Learning Rate Schedule Runner

Using the learning rate schedule runner adds two more training parameters to the training loop, the epochs and factors for the learning rate decay. The example below shows how to use it in a run file, but these parameters are also automatically added to be command line arguments.

optimizer_class = tf.train.MomentumOptimizer
hyperparms = {'lr': {'type': float},
      'momentum': {'type': float, 'default': 0.99},
      'uses_nesterov': {'type': bool, 'default': False}}
schedule = {
          "name": "step",
          "lr_sched_epochs": [2, 4],
          "lr_sched_factors": [0.1, 0.01]
      }
runner = tfobs.runners.LearningRateScheduleRunner(optimizer_class, hyperparams)
runner.run(testproblem='quadratic_deep', hyperparams={'learning_rate': 1e-2}, num_epochs=10, lr_sched_epochs=schedule["lr_sched_epochs"], lr_sched_factors=schedule["lr_sched_factors"])
class deepobs.tensorflow.runners.LearningRateScheduleRunner(optimizer_class, hyperparameter_names)[source]

Bases: deepobs.tensorflow.runners.runner.TFRunner

__init__(optimizer_class, hyperparameter_names)[source]

Creates a new Runner instance

Parameters:
  • optimizer_class -- The optimizer class of the optimizer that is run on the testproblems. For PyTorch this must be a subclass of torch.optim.Optimizer. For TensorFlow a subclass of tf.train.Optimizer.
  • hyperparameter_names -- A nested dictionary that lists all hyperparameters of the optimizer, their type and their default values (if they have any).

Example

>>> optimizer_class = tf.train.MomentumOptimizer
>>> hyperparms = {'lr': {'type': float},
>>>    'momentum': {'type': float, 'default': 0.99},
>>>    'uses_nesterov': {'type': bool, 'default': False}}
>>> runner = StandardRunner(optimizer_class, hyperparms)
static create_testproblem(testproblem, batch_size, l2_reg, random_seed)

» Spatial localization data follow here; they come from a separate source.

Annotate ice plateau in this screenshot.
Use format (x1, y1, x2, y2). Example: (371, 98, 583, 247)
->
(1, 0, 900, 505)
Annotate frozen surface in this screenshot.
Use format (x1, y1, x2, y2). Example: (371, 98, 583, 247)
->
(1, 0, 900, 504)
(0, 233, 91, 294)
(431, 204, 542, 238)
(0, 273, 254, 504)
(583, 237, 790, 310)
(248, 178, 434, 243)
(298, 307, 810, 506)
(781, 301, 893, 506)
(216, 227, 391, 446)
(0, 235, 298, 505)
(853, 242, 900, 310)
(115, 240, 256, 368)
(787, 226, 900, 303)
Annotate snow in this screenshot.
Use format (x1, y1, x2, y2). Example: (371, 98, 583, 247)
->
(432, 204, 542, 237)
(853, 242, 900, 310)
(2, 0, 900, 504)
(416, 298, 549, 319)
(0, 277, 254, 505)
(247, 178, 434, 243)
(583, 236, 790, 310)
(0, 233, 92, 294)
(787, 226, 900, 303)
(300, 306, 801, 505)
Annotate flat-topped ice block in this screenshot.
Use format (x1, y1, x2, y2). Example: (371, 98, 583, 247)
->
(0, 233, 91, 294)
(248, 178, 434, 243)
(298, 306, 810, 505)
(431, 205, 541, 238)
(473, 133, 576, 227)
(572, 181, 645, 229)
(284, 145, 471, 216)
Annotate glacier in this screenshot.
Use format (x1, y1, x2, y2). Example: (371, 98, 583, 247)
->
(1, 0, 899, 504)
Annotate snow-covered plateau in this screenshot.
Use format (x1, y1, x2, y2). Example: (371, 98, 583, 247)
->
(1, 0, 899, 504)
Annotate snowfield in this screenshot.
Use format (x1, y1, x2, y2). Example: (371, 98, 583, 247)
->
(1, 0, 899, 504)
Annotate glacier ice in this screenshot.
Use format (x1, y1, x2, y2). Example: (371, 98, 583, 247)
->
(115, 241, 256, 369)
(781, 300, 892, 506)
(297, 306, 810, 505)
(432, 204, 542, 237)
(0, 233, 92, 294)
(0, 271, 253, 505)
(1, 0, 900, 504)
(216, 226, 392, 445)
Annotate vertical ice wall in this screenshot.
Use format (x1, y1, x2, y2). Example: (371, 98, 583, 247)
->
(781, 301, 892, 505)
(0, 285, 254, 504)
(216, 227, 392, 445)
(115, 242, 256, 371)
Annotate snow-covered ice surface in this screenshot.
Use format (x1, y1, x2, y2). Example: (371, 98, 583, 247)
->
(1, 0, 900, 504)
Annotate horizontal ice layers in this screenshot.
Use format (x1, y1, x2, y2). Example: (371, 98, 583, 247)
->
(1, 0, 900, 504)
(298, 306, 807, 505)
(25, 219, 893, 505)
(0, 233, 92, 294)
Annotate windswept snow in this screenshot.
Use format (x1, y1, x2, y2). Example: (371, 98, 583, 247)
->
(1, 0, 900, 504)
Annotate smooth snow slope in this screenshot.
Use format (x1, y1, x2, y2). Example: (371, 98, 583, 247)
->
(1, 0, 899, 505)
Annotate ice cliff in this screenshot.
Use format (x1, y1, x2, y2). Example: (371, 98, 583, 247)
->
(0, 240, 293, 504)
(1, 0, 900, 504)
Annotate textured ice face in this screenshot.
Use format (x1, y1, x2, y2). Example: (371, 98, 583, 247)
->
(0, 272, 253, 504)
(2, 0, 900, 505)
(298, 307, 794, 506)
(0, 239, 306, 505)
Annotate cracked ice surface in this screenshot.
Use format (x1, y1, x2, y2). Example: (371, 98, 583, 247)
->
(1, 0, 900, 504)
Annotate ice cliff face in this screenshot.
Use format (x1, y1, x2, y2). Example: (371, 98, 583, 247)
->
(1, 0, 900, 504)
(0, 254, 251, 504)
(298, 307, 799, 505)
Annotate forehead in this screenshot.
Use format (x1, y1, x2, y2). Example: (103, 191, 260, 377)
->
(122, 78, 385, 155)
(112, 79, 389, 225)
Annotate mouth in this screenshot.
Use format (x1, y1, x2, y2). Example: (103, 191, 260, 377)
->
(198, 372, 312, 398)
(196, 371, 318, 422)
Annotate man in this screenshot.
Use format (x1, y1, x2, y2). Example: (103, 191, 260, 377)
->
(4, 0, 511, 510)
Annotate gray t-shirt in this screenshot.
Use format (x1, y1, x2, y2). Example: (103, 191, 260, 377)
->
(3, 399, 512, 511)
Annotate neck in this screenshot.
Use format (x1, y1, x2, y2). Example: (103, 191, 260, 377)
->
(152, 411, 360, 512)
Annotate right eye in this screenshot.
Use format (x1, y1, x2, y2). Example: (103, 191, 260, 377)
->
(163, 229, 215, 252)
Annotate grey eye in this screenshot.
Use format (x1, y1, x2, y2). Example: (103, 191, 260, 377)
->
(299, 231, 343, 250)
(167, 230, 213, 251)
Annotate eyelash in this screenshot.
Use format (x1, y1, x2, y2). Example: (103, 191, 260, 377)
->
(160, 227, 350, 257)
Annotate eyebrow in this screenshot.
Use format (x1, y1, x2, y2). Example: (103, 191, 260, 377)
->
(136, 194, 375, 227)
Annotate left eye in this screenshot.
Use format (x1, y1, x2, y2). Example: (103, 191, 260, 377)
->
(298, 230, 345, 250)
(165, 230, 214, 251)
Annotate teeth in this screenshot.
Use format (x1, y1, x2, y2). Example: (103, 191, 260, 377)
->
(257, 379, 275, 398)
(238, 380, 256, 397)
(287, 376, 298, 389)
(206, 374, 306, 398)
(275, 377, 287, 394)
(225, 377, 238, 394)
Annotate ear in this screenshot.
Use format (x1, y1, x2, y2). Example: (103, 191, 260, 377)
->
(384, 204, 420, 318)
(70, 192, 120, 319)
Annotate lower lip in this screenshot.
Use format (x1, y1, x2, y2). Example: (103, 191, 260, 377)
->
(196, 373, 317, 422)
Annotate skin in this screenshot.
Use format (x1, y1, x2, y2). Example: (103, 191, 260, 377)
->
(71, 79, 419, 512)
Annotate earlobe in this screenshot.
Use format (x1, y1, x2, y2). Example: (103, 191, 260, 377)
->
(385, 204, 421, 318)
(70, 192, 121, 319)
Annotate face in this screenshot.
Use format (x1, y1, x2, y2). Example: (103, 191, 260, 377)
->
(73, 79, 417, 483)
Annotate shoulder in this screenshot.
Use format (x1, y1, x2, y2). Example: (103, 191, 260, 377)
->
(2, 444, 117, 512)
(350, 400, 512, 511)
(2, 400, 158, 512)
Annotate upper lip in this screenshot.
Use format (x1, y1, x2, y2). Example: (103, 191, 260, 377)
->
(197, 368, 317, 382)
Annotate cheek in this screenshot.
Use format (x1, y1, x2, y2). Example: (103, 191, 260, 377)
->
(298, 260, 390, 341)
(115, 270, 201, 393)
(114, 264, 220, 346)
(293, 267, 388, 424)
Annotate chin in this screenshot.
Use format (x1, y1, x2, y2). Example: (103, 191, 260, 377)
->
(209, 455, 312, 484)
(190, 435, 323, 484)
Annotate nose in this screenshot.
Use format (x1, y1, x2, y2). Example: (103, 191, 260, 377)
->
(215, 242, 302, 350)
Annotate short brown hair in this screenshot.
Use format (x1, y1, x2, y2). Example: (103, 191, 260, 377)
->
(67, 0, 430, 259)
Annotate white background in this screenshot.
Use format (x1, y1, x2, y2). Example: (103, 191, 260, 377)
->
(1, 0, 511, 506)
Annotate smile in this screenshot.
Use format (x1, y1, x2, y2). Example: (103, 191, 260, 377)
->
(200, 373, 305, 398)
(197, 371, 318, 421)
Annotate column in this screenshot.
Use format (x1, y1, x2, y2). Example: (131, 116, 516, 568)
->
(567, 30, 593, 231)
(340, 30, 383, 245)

Sets up the deepobs.tensorflow.testproblems.testproblem instance.

Parameters:
  • testproblem (str) -- The name of the testproblem.
  • batch_size (int) -- Batch size that is used for training
  • l2_reg (float) -- Regularization factor
  • random_seed (int) -- The random seed of the framework
Returns:

An instance of deepobs.pytorch.testproblems.testproblem

Return type:

deepobs.tensorflow.testproblems.testproblem

static evaluate(tproblem, sess, loss, phase)

Computes average loss and accuracy in the evaluation phase. :param tproblem: The testproblem instance. :type tproblem: deepobs.tensorflow.testproblems.testproblem :param sess: The current TensorFlow Session. :type sess: tensorflow.Session :param loss: The TensorFlow operation that computes the loss. :param phase: The phase of the evaluation. Muste be one of 'TRAIN', 'VALID' or 'TEST' :type phase: str

static init_summary(loss, learning_rate_var, batch_size, tb_log_dir)

Initializes the tensorboard summaries

parse_args(testproblem, hyperparams, batch_size, num_epochs, random_seed, data_dir, output_dir, l2_reg, no_logs, train_log_interval, print_train_iter, tb_log, tb_log_dir, training_params)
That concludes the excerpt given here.